Pintó su autobiografía; sus autorretratos (oleos y grabados) suman casi cien: el primero, con algo más de veinte años, y el último, el año de su muerte.

En ellos se ve la evolución desde la alegría de su primera juventud; feliz y despreocupado, exótico y estrafalario, rico y exitoso al paso de una madurez donde empieza a reflejar el sufrimiento de la muerte de su esposa e hijas y del tránsito a una lenta introspección donde la mirada es más profunda y triste y al final, en su vejez, con una profunda reflexión de su soledad y deterioro económico, físico y emocional.

Ningún artista, antes o después de él, ha hecho una obra semejante, mostrándose con una honestidad intelectual absoluta. Sus últimos autorretratos son casi una confesión: así termina mi vida ante tus ojos espectadores, derrotado, pero no vencido.

Quisiera referirme al que creo que es el testamento espiritual de Rembrandt: El regreso del hijo pródigo. Esta pintura está inspirada en una de las parábolas más hermosas de Cristo (Lucas 15, 11-32).

Pintada ya en los últimos años de la vida de Rembrandt, es por sí misma una cumbre del arte universal, y muestra como nunca el sentido de la misericordia entre el padre (Dios), que todo lo perdona, y el hijo (nosotros), que arrodillado, miserable y arrepentido hunde su cabeza en el regazo de su padre, que lo abraza con infinita ternura.

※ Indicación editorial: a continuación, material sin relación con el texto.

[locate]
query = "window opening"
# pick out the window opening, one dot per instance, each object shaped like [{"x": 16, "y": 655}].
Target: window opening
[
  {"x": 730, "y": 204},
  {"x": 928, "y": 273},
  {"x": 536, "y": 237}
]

Creo que la compasión nunca se ha expresado así en un cuadro.

El auténtico protagonista es el padre, a quien Rembrandt le otorga la única luz del cuadro y lo presenta casi ciego porque Dios mira en la profundidad y no en las apariencias.

Sólo un hombre que ha experimentado un enorme sufrimiento es capaz de expresar el encuentro entre el arrepentimiento del libertino y el acto extremo de la misericordia; perdonar lo imperdonable.

Si tiene la oportunidad de leer este pasaje del evangelio y ver al mismo tiempo el cuadro, me entenderá mucho mejor.

Rembrandt nunca se quiso desprender de este cuadro y lo acompañó hasta su muerte.

En esta semana de tanto desasosiego, destrucción y miedo, sumergirnos en la belleza y reflexión de un cuadro como este puede darnos un poco de paz que tanto necesitamos.